Definition of Editing
Definition of Editing
We’re very excited and pleased that you’ve chosen this course to help improve your editing skills.
If you like this course, you may also be interested in delving further into English grammar with the Grammar Camp course, which will teach you the ins and outs of English grammar. It includes such topics as parts of speech like nouns, verbs, and modifiers; punctuation and spelling; and sentence parts and patterns.
Another course, Proofreading Camp, helps you polish your proofreading skills, and includes valuable information on proofreading format/layout, using proofreading software, and finding proofreading jobs.
Try them today!
Editing involves making revisions to and suggestions about the content of a document. It includes improving the accuracy of language, the flow, the organization and structure, and the overall readability of the text. It also involves checking for grammatical and spelling errors.
In other words, editing involves a detailed review of a document while making additions, deletions, or other changes to conform to a specific, agreed-upon standard in order to prepare the document for a specific audience. A document should be edited at least once before it is proofread.
An editor must have knowledge of the style to which the document at hand must conform and must have the ability to make quick, sound decisions. Editors must also pay attention to every word on the page; however, the types of changes an editor makes depend on whether the person is doing substantive editing or mechanical editing.
Substantive editing (also called developmental editing) deals with the organization and presentation of existing content. Substantive editing involves rephrasing for smoothness or improved clarity; reorganizing, reducing, or simplifying documentation; and modifying explanatory tables, graphs, and charts.
Mechanical editing requires an editor to look for consistency in capitalization, spelling, hyphenation, and table formatting, as well as the use of abbreviations, punctuation, and numbers. An editor must also root out differences between the text and the tables, illustrations, and citations. While mechanical editing may seem a lot like proofreading, remember that editing is more comprehensive than proofreading. Mechanical editing can affect the content of the document, while proofreading should never affect the content of the document. We'll talk a little bit more about the differences between editing and proofreading shortly.

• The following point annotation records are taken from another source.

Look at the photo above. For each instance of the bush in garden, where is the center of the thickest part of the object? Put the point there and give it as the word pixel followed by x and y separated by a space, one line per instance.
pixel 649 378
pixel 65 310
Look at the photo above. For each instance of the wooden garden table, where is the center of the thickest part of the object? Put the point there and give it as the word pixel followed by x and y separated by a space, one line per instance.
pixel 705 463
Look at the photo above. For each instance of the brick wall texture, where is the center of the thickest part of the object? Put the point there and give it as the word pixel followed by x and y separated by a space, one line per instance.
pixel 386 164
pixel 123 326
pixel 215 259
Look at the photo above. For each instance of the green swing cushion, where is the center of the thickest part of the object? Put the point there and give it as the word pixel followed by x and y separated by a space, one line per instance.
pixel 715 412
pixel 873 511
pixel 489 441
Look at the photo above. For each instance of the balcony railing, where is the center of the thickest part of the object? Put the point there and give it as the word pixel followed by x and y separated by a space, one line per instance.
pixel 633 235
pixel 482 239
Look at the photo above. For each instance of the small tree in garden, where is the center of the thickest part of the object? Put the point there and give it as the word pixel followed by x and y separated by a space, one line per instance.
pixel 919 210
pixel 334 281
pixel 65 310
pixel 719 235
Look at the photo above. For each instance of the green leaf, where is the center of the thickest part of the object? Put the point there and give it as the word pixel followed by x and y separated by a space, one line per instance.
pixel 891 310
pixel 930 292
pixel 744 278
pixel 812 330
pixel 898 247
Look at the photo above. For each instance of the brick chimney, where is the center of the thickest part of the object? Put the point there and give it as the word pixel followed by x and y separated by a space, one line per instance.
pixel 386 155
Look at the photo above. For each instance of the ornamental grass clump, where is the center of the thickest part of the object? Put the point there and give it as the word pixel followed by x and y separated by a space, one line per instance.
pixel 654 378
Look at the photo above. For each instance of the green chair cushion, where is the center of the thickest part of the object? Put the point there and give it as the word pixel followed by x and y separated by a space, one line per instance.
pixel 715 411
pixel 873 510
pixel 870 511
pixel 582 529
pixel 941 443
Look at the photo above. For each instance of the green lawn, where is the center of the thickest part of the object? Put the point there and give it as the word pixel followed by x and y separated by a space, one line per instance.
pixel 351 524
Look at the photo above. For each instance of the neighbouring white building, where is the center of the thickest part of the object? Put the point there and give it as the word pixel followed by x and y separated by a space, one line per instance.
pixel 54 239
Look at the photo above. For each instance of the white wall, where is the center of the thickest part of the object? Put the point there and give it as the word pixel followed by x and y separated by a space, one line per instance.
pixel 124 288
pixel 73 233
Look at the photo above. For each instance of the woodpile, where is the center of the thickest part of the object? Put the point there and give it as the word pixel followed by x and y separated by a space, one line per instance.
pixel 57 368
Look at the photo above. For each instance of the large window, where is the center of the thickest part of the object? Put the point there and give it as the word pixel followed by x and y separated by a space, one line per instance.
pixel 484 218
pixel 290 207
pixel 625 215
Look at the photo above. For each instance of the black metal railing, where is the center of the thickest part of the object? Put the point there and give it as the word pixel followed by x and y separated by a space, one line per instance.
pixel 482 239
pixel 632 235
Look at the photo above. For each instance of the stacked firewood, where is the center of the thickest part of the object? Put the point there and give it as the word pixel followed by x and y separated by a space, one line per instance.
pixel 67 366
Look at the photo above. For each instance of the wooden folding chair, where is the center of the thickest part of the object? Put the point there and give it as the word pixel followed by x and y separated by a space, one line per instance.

Editing requires not only English language skills but also the intuition to know, at a glance, what is right or wrong on the page.
An editor must gain a "feel" for a project's meaning and intention. An editor must look for consistency and clarity and should be able to look at any piece of writing without bias.
An experienced editor recognizes unusual figures of speech and peculiar usage. He or she will know when to make an actual change, when to suggest one, and how to do so tactfully. Helping the author find his or her "voice" is a part of this process.
In work done by an effective editor, the mechanics are seamless and nothing is taken away from the author's message or the reader's experience.
Although there is a certain degree of overlap in the types of work done by editors and proofreaders, the editing and proofreading processes should be kept separate.
Editing should be the first thing done to a manuscript after it has been written. A document might go through several rounds of editing, and each round of editing might necessitate massive changes to the content of the document. The ultimate goal of the process of editing is to help hone the message or story.
Proofreading should be the final step in manuscript preparation and should be performed subsequent to editing. If the goal of editing is to help craft a better message, the goal of proofreading should be to make sure the message is error free.
Proofreading is a careful and methodical search for misspellings, typographical errors, and omitted words or word endings.
Proofreading is most effectively done by someone unfamiliar with the work. Errors may be difficult to spot in one's own work or a familiar document because the eye sees what it expects to see. If you proofread your own document, you may end up reading what you intended to write instead of what you actually wrote. Most people devote only a few minutes to proofreading with the hope they will catch the glaring errors that jump out from the page. However, after a writer has been working long and hard on a document, a second set of eyes will be able to catch many mistakes the author might otherwise miss.
Proofreading must go beyond simply using a spell-checker, style checker, or text analyzer feature on a computer, as these tools are not reliable.
Anomalies such as different language sets (e.g., American, Australian, or British English), faulty assumptions about grammar and sentence structure (made by the program), embedded information, and field-specific terminology mean that a document must be reviewed thoroughly without relying on the spelling or grammar checkers.
A proofreader looks for the kinds of mistakes that are left behind by computer spell-checkers, such as commonly confused homonyms like their/there/they're, which/witch, and its/it's.
We'll get into the specifics of editing throughout this training module, and we'll talk more about proofreading in another training module. For now, suffice it to say that editing involves a detailed analysis of the content of a document. It involves a thorough examination of the text, as well as the quality of the writing. Editing is comprehensive, and editors need to be prepared to work intensely on a document to perform a quality edit.
Proofreading involves a final review of a document to detect any minor problems with grammar, spelling, or punctuation.